The files are usually (but not always) compressed with gzip.
FASTQ files will be uncompressed during the initial analysis then compressed again later on.
The files are named by the RUN, LANE, END (for paired-end sequencing) and BARCODE
of the data. For example FGC0503_s_1_1_AGGCAGAA.fastq.gz is the data for run
FGC0503, lane 1, end 1, and barcode
AGGCAGAA`.
You may occasionally see Undetermined
or OTHER
instead of a barcode. This
happens when we either do not know the barcodes or there is a discrepancy between
the reported barcodes and what we see in the pool. When OTHER
is present, we
have probably split the Undetermined file using the observed barcodes.
fastqc
- Often we run the utility FASTQC to assess the basic statistics of the sequenced
generated to look for adapter, base qualities, CG bias, repeated sequence etc. The
output of this program consists of both an HTML report and other pictures and text
files.
Bowtie
- output of bowtie aligner including alignments as well as logs and
statistics of the alignments.
BedFiles
- alignments converted to BED or other similar formats for visualization in
the TessLA browser.
BioaResults
- contains the web pages to display BioA results.
In the early years, 2009 to 2011 or so, Illumina's software did not produce FASTQ
files and their alignment program, ELAND
, did not produce BED or SAM/BAM files.
Older investigations will therefor have a different set of directories and file
types. The sequence files can be converted and the alignments can be converted or,
better yet, re-aligned to produce data in current formats.
Solexa
This folder contains the sequencing (sequence.txt
) and alignment data
(export.txt
). Sequence.txt files can be converted to FASTQ for data submission or
updating analyses.
Config
- These can generally be ignored, contains meta data about sequencing and
samples.
Export
- contains processed alignment data.
The Analysis folder contains all of the secondary analyses for an investigation. It is evolving as we add or alter pipelines.

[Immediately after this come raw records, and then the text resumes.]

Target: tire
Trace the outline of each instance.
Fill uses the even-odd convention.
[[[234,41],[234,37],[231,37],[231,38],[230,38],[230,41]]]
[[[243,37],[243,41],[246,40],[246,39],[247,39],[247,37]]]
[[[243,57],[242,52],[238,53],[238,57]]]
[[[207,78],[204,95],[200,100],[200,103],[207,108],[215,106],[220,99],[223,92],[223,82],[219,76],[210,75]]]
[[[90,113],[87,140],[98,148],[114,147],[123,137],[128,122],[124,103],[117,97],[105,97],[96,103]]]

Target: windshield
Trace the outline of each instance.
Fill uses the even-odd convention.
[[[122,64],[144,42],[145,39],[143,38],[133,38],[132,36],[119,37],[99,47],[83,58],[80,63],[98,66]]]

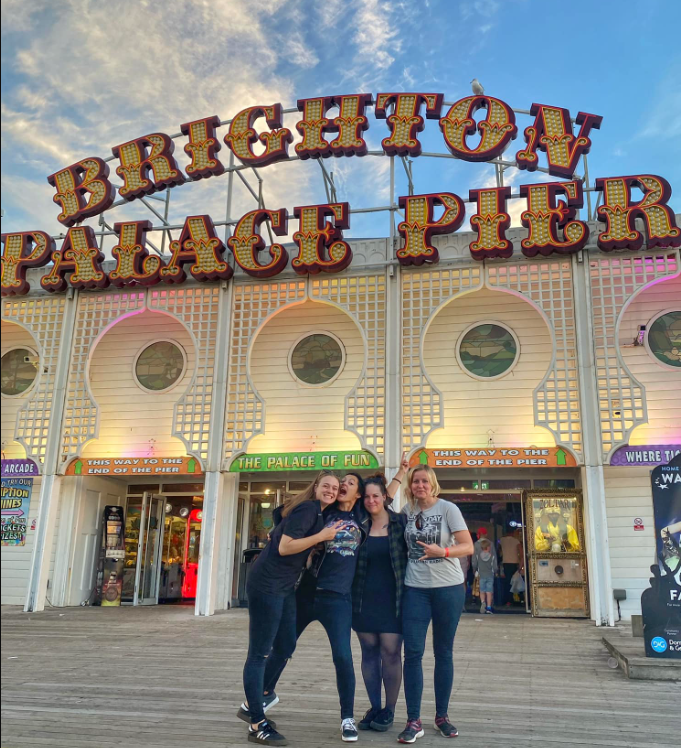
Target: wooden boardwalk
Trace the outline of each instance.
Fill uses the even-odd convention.
[[[235,717],[247,614],[198,619],[184,607],[60,609],[2,614],[2,746],[225,748],[248,745]],[[356,716],[367,708],[359,674]],[[432,655],[426,655],[420,746],[432,729]],[[324,633],[310,627],[272,710],[289,745],[341,745],[338,697]],[[464,615],[456,639],[450,717],[457,745],[679,745],[681,684],[629,681],[607,666],[588,622]],[[405,720],[360,742],[395,745]]]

Files related to ChIP-Seq peak-calling using the HOMER tool.
Files related to RNA-Seq alignment and quantification using the RUM package. Folders generally correspond to individual run/lane/barcodes, perhaps with different alignment protocols.
Files related to BIS-Seq alignment and quantification. Folders generally correspond to individual run/lane/barcodes, perhaps with different alignment protocols. The will also be folders that correspond to samples as for whole-genome sequencing a large number of lanes are required for good coverage.
Statistics about the level of read duplication in samples.
Files that connect genome features, usually ChIP-Seq peaks, to nearby genes.
Files related to differential-expression analysis of RNA-Seq experiments. Each folder corresponds to one or more comparisons with a particular set of data and/or analysis parameters. Often there will be a folder with a preliminary analysis, and another with bad samples left out and/or a specific set of comparisons.